Publication information
- Publisher: Centaur Publications
- First appearance: Amazing Mystery Funnies vol. 2, #7 (July 1939), revived in 1986 as Phantom of the Fair (Secret Origins #7, October 1986) by DC Comics, revived again in 1992 as Gravestone in the Protectors of Malibu Comics

In-story information
- Abilities: Stealth, teleportation, and emotional manipulation (feelings of fear to people close to him)

= Fantom of the Fair =

The Fantom of the Fair is one of the earliest published Golden Age superheroes. He debuted in Centaur Publications' Amazing Mystery Funnies vol. 2, #7 (cover-dated July 1939), the overall 11th issue of that title. He premiered, according to cover dates, the same month as DC Comics' Sandman, Fox Publications' The Flame, and Centaur's Masked Marvel. He was created by Paul Gustavson, who had previously created the Arrow for Centaur.

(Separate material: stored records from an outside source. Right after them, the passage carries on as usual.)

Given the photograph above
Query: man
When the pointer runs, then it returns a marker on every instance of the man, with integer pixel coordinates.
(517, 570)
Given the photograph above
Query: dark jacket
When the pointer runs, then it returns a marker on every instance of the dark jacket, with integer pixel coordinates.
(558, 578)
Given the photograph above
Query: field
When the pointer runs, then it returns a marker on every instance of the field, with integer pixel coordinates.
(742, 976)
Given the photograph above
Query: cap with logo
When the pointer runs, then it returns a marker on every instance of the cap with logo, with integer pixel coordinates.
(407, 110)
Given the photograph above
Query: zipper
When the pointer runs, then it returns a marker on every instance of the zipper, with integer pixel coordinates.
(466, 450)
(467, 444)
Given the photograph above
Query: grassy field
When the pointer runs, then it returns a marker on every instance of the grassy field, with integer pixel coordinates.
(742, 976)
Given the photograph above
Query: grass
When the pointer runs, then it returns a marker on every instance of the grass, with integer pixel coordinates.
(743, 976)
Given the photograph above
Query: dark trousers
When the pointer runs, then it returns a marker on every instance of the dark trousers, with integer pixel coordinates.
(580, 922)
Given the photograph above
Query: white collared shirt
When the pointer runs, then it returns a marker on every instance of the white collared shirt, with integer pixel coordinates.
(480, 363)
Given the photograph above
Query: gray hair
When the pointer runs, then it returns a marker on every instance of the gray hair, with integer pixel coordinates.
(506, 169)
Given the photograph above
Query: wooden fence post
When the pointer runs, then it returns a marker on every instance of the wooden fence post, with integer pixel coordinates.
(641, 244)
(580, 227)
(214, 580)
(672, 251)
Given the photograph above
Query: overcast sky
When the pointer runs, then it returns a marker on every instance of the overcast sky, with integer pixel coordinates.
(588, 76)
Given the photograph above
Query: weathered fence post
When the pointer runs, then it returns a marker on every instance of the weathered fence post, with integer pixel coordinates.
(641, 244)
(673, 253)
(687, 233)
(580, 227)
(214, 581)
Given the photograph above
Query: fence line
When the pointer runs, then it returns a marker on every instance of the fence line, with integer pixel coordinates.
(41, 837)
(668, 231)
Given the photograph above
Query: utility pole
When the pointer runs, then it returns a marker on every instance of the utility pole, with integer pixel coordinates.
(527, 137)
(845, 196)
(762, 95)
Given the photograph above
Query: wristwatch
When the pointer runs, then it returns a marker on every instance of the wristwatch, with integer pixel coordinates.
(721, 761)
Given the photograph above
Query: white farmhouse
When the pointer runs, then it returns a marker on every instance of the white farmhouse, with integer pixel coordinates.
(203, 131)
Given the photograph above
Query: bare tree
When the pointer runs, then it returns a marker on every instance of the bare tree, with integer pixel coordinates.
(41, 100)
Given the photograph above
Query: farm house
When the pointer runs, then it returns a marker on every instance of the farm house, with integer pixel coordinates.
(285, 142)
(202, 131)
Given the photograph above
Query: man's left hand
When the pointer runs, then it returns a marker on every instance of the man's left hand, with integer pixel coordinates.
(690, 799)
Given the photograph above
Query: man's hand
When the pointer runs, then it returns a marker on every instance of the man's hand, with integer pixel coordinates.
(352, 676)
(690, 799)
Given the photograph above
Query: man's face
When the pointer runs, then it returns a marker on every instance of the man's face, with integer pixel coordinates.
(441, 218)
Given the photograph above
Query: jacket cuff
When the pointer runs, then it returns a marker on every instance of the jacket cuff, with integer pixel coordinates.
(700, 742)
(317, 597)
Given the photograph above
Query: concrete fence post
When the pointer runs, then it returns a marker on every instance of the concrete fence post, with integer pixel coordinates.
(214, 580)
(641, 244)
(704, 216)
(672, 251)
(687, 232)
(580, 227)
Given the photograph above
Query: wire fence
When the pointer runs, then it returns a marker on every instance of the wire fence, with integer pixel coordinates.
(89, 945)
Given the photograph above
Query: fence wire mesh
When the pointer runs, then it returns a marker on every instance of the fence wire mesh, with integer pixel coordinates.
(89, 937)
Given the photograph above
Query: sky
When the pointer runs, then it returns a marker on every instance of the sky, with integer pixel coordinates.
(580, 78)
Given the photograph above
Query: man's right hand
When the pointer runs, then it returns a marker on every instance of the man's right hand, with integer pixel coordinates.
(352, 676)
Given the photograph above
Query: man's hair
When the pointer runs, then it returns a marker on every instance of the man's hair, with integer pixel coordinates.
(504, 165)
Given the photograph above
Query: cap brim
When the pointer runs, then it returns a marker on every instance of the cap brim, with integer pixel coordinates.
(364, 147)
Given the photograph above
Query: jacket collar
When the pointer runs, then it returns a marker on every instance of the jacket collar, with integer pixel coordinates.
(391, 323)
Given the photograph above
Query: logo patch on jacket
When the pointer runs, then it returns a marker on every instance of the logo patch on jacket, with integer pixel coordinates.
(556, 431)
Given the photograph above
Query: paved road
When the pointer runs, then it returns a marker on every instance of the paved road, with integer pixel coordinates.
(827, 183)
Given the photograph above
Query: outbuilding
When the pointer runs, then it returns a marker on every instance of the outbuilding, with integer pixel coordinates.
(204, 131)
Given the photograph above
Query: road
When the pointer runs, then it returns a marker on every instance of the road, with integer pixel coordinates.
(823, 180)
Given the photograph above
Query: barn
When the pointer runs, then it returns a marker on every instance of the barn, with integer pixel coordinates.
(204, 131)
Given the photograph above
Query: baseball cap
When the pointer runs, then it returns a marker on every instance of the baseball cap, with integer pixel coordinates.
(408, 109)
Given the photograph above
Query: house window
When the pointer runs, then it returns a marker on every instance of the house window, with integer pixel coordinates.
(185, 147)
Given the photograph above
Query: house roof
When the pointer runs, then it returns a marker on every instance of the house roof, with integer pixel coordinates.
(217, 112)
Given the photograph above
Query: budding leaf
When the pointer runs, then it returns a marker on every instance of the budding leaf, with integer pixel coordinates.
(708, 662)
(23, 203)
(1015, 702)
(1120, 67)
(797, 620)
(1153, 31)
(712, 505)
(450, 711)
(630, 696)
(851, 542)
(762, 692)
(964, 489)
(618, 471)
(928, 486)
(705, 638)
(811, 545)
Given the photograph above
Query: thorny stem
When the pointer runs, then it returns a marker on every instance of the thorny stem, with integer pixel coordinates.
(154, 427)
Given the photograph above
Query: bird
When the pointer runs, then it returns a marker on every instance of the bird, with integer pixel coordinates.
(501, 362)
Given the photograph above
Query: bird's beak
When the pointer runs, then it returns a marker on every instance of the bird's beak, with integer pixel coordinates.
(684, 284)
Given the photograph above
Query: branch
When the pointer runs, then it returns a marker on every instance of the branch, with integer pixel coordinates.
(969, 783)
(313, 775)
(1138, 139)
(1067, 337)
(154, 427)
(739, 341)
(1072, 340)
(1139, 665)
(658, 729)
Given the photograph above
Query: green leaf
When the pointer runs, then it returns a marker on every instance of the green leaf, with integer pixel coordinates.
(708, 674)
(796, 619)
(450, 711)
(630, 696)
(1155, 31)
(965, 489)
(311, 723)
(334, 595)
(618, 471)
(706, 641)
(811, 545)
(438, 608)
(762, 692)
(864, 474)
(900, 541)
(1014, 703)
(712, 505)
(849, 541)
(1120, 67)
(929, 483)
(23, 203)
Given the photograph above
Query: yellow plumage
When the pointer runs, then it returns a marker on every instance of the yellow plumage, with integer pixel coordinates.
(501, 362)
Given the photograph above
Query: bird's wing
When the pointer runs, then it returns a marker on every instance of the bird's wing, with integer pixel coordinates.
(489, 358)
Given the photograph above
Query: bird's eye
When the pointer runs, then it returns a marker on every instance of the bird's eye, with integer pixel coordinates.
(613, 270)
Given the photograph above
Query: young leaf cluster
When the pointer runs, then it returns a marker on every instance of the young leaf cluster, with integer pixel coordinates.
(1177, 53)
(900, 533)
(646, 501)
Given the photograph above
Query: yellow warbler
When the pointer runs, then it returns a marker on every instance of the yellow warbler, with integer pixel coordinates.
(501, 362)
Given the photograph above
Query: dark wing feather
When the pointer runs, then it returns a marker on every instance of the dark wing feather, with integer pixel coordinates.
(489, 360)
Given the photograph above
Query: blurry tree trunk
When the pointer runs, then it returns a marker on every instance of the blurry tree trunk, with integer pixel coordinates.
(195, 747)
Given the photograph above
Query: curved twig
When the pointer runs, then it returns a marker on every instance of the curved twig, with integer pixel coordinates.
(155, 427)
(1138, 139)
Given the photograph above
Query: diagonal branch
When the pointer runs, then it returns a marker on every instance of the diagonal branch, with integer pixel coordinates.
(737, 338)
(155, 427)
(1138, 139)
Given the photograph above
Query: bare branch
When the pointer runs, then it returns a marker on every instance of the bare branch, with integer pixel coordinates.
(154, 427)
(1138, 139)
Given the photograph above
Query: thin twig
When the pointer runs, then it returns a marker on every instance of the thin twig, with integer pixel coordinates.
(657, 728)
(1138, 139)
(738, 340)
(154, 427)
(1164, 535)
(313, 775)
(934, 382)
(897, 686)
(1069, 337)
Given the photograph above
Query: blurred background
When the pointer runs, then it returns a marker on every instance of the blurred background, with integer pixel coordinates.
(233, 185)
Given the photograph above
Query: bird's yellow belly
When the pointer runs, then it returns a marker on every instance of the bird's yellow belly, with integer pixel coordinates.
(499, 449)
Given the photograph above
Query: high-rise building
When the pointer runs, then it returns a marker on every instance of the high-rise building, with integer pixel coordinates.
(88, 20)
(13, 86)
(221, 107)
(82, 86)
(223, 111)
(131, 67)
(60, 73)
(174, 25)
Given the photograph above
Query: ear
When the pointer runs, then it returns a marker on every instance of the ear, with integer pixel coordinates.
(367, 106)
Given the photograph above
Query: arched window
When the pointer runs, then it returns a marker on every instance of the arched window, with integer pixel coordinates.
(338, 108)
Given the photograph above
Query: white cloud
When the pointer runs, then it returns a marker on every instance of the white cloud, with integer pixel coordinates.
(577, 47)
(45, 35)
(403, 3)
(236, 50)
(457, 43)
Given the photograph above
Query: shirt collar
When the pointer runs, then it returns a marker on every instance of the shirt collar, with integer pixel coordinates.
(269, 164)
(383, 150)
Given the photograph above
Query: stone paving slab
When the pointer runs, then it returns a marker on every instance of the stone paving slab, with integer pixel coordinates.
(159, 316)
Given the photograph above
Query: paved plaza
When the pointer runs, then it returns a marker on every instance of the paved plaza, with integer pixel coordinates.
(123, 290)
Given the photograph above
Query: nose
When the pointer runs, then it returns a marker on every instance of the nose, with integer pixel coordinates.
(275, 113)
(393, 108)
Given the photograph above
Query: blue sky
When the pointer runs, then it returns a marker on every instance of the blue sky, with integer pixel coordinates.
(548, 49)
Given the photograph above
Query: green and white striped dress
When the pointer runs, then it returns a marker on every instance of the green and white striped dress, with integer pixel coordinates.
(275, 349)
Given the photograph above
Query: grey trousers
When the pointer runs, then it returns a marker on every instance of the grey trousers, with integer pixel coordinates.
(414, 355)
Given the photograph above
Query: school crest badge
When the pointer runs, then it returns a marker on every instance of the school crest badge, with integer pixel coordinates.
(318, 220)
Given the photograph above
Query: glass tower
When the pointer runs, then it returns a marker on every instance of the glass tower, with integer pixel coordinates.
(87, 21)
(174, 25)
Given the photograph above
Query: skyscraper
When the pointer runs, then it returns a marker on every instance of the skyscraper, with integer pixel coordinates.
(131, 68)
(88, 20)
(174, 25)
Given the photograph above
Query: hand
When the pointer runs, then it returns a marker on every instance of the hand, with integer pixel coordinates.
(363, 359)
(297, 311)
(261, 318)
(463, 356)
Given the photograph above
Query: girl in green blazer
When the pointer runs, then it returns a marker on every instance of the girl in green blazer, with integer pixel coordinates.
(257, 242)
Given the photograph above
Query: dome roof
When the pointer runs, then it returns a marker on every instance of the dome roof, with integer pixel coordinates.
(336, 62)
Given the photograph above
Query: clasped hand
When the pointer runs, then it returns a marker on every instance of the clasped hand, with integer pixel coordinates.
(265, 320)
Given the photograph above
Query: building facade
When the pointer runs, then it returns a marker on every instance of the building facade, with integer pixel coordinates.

His early adventures are set fighting threats at the 1939 New York World's Fair. He lives in a subterranean chamber under the Fair, and he travels via secret trap doors placed around the fairgrounds. He spots criminals by using his "crimetracking televisor". During the time between the 1939 and 1940 Fair seasons, he travels in a series of stories set outside the Fair. He was often shown during these outside stories in a simple suit, with a hat brim hiding his features.

He was originally clad in an all-black hood and bodysuit, with a purple cape, but soon adopted an open-faced cowl and red cape around the close of the 1939 Fair season. The Fantom was seldom displayed with overt powers, but demonstrated the ability to tamper with people's memories and displayed incredible strength in his initial appearance. His first adventure showed an ancient book that indicated that the Fantom had lived in Iceland 1000 years ago.

The Fantom of the Fair appeared through Amazing Mystery Comics vol. 3, #8 (Sept. 1940). In this final issue, he was called Fantoman, because by this time the World's Fair had ended.

His adventures were reprinted in Amazing Adventure Funnies #1 (June 1940) and in Fantoman #2–4 (Aug.-Dec. 1940). Other artists on the series included Frank Thomas, Harry Sahle, and writer George Kapitan.

==Other versions==
A villainous character based on the Fantom of the Fair, the "Phantom of the Fair", appeared in a revised version of the Golden Age Sandman's origin in DC Comics Secret Origins Vol. 2 #7 (October 1986), and received a character profile in Who's Who: Update '87 Vol 1 #4 (November 1987). A more murderous incarnation of this version later appeared in Sandman Mystery Theatre #41–44, where he was a homosexual man sexually repressed by his father who, after his death, "commanded" him to torture, mutilate, and kill other homosexual men.

Malibu Comics revived the character under the name Gravestone. Little is known about the mysterious Gravestone other than that he appears to be hundreds, possibly thousands, of years old. He comes and goes at will, favoring the cloaking shelter of night and shadows.